Yazar, “Dava” kitabının “utanç” ekseninde seyretmesine sebep olan hikaye ile başlar. İki kez nişanlanan ve ayrılan Kafka ile Felice arasını bulmak ve evliliğe doğru evrilen inişli çıkışlı ilişkilerinde onları sakinleştirmek isteyen Grete Bloch, Kafka’ya aşık olur. Mektuplaşırlar. Kafka’nın yazma arzusunu da besleyen bu ilişki, kadın agresifliğinin ve aşk mektuplarını Felice’ye gönderilmesiyle son bulur. Kafka, Berlin’de bir otelde uzun süren bir yargılama ile mektuplarının mahiyetini Felice’ye açıkladığı anı, otelin bir yargı mekânına döndüğü ve ömründe başka zamanda böylesi bir büyük utanç daha yaşamadığınını belirterek anlatır.

Yahudi karalığına, kepçe kulaklarına, babasının her cemiyette onu aşağılamasına duyduğu utanca yönelik yazdığı mektuplara kadar birçok konuda “utanç” ile edebiyatını besleyen Kafka, Felice karşısında da duyduğu utanç ardından, vejeteryan olmasına rağmen kanlı bir biftek yer. “Einverleiben” yöntemi ile aşkını bedenine gömer ve Dava’yı yazmaya başlar: “Bir köpek gibi, dedi; sanki utanç, ondan sonra da hayatta kalacaktı.

Ahmet sarı buradan, utanç kvramını, suç ve masumiyet ile kesiştirdiği noktaya, “Yasa Kapısı” meselinde taşır. Taşradan yasa kapısına gelen ve yasada işini halletmeye çalışan Josef K. isimli çiftcinin kapı önünde bekleyişi ve aralıklı kapıdan içeri girememesine değinir. Kapıcı ikna edilemediği için ömrünü bir bekleyişle geçiren çiftcinin yasa kapısında bekleyen ve hiç yaşlanmayan kapıcının adeta uysal bir köpeği olması, köpekleşmesi, utancın yanına taşımıştır ittati. Uysallaşma köpekleşmedir! Masumiyete işlemediği suçu kabul ettiren bir utanç mekanizması da köpekliktir. Bu kesişme kitabın ışığının en keskin hali olur. Büyüler.

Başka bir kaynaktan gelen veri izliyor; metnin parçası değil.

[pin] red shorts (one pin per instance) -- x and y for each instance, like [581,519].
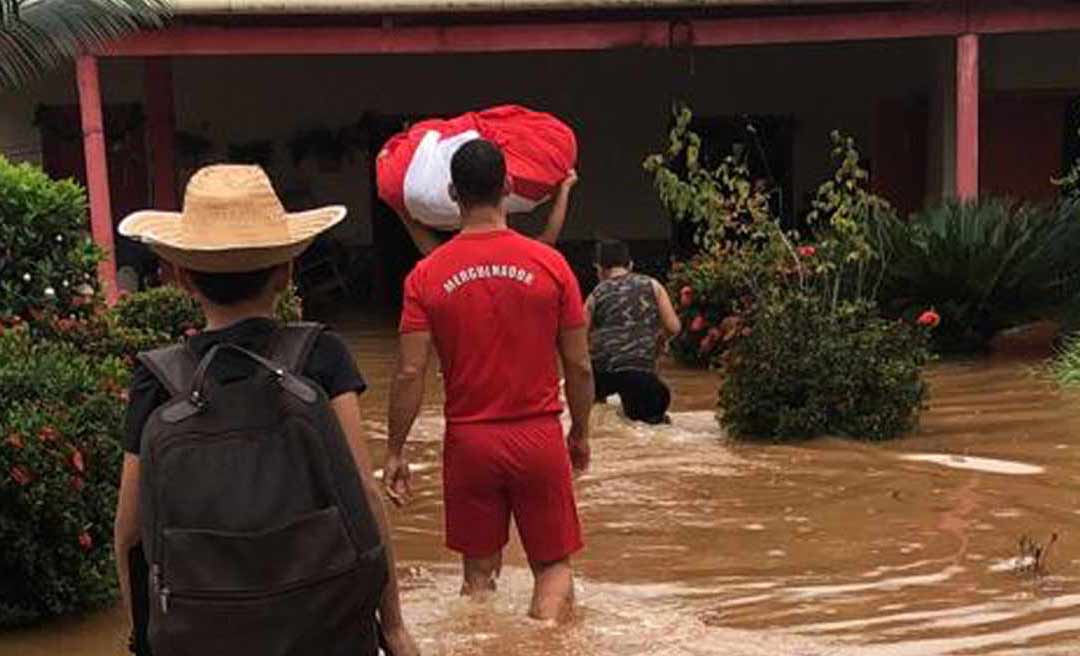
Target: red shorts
[520,468]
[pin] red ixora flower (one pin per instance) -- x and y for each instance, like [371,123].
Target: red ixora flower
[77,463]
[929,319]
[686,296]
[21,474]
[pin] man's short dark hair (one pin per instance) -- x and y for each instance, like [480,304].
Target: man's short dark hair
[232,289]
[612,253]
[478,172]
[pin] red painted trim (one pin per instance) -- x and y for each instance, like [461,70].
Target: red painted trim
[97,171]
[967,117]
[161,125]
[1010,19]
[595,35]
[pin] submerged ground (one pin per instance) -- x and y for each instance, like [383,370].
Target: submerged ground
[701,546]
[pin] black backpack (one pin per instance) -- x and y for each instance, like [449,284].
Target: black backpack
[258,534]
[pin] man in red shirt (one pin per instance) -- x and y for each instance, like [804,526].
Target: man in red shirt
[501,310]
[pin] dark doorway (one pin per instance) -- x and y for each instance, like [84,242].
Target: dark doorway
[395,253]
[766,144]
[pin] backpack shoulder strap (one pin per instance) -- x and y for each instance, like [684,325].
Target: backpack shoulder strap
[173,365]
[293,343]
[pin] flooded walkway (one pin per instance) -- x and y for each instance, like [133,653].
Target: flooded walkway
[701,546]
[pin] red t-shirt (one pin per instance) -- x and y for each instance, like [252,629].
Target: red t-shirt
[495,304]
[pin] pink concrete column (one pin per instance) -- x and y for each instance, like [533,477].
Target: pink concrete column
[161,125]
[967,117]
[97,170]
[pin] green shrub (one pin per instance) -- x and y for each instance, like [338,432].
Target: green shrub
[807,371]
[985,266]
[170,312]
[790,319]
[166,310]
[100,335]
[46,257]
[1064,367]
[61,419]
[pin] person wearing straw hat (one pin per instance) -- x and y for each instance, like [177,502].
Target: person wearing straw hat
[232,249]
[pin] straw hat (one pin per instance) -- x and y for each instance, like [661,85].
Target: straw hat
[232,222]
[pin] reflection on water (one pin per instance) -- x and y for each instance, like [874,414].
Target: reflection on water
[701,546]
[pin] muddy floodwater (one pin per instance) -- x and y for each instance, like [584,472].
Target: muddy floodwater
[700,546]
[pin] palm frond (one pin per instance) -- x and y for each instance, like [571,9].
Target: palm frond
[37,36]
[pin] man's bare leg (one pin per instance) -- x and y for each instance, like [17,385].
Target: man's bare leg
[481,574]
[553,590]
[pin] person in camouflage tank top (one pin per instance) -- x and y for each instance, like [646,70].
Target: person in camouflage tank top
[628,312]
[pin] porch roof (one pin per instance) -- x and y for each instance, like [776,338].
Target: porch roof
[428,7]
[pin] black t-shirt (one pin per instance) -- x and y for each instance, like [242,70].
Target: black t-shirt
[331,365]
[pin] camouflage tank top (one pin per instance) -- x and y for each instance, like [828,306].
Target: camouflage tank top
[625,323]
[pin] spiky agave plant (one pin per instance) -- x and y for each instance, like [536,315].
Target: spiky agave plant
[36,36]
[985,266]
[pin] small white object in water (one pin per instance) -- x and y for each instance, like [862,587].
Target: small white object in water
[974,464]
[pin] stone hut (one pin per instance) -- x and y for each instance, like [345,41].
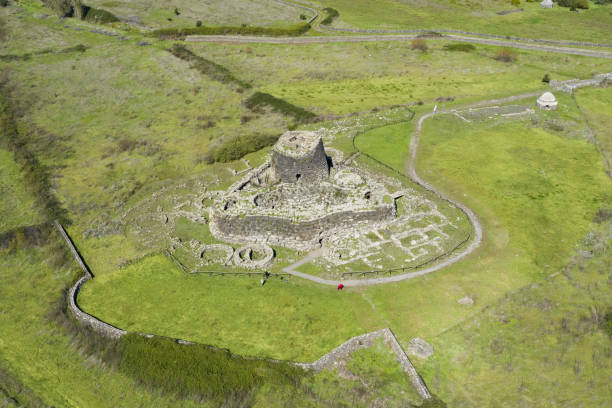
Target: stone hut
[547,101]
[299,155]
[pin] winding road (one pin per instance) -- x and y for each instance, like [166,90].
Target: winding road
[244,39]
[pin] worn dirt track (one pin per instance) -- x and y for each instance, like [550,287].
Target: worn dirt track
[239,39]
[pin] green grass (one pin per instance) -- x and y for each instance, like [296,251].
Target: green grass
[595,104]
[343,78]
[389,144]
[477,16]
[545,343]
[279,317]
[37,352]
[119,122]
[17,206]
[235,12]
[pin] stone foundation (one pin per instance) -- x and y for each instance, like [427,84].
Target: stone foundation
[301,236]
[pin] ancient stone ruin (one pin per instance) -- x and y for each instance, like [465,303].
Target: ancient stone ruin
[298,198]
[300,156]
[547,101]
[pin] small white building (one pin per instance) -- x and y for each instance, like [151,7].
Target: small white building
[547,101]
[547,4]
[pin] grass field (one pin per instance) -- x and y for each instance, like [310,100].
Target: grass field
[234,12]
[119,122]
[476,16]
[343,78]
[17,207]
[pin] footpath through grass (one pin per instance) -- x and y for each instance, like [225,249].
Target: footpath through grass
[477,16]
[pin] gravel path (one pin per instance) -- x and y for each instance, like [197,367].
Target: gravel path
[476,226]
[239,39]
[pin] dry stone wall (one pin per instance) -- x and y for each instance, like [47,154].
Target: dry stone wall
[364,341]
[310,167]
[84,318]
[284,232]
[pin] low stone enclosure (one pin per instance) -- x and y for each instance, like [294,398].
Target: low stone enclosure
[342,351]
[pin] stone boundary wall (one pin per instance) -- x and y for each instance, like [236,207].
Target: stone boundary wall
[571,84]
[303,7]
[501,37]
[364,341]
[95,324]
[302,235]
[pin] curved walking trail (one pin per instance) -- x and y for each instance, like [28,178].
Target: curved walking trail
[477,231]
[244,39]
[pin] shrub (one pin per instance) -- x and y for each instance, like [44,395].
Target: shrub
[505,55]
[206,67]
[260,99]
[36,175]
[178,33]
[463,47]
[199,370]
[63,8]
[419,44]
[574,4]
[332,14]
[98,16]
[236,147]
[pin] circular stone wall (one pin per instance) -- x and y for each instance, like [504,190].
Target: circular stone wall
[243,257]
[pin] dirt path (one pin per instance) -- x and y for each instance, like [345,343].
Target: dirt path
[239,39]
[477,231]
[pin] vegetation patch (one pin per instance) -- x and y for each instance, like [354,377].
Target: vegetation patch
[260,99]
[332,14]
[98,16]
[291,31]
[199,370]
[464,47]
[206,67]
[236,147]
[36,175]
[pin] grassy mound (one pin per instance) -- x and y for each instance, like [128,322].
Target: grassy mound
[291,31]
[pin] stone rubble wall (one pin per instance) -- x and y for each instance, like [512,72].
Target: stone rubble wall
[311,167]
[283,232]
[570,85]
[95,324]
[364,341]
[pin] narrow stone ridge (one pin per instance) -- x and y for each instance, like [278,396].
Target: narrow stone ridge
[365,341]
[97,325]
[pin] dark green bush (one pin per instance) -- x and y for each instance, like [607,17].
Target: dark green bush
[199,370]
[63,8]
[36,175]
[206,67]
[260,100]
[574,4]
[459,47]
[332,14]
[292,31]
[237,147]
[99,16]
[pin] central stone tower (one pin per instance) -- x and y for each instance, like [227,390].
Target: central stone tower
[300,156]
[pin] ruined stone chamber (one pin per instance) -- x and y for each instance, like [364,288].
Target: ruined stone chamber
[297,200]
[300,156]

Bir diğer büyüleyici kesişme anı, kişinin toplumsal normda aşamadığı bir utanç var ise Tanrı’dan yardım aldığı yerde başlar. Gerek Kafka’nın Dava’sında gerek Peter Weier’in Truman Show’unda… Jim Carrey’nin veya Josef K.’nın taşocağında veya bir bilgisayar odasında, başka bir alemin kapısını zorlaması aynı arketiptir. Orada tanrı vardır. Cennet tasavvuru kişinin en darboğaz mekanından, dibi gördüğü yerden doğar. Utanç evrilip tövbe ile tamamlanacaktır. Kitap devamında, Adem’in utancını tövbe ile onarması ile de derinleşir. Firavun ve Ebu Leheb metaforları bir parça zorlama olsa da “utanç” ve günah arasındaki “tövbe” bağı her daim geçerli bir savunma mekanizması olmuştur filhakika.

Yazar bir başka güzel aralık da “Uyumsuz Adam” (“The Bothersome Man”) adlı filmde yakalamış. Jens Lien’in aynı kafkaesk öğeyi kullandığını, sevmediği bir yere getirilen birinin rutin hayatlarından, makineleşmiş yaşantılarından, insanların birbirine yabancı oldukları, hayatının bir anlamının olmadığı yerde, bir bodrum katından tıpkı taş ocağı gibi başka bir cennetsi dünya tahayyülüne, kırlara, orada keklerin yapıldığı, çocuk seslerinin, ağlamaların işitildiği yere doğru tünel kazar. Andreas, yakalanır ama kekin tadını bilmektedir artık. Bu hatırlatma okuyucuya, bu filmden sonra daha çok sevmeye başlayacağı tarçınlı kekin “Dava” bakışı ile lezzetini tattırır. Okurun, egzistansiyalist eserlerden kaybolup bulnunmuşluğu var ise hele, bu kitap yüzüne şapşal ve keyifli bir gülümseme ve sayfa sayfa varılan aydınlanmalar iliştirecektir.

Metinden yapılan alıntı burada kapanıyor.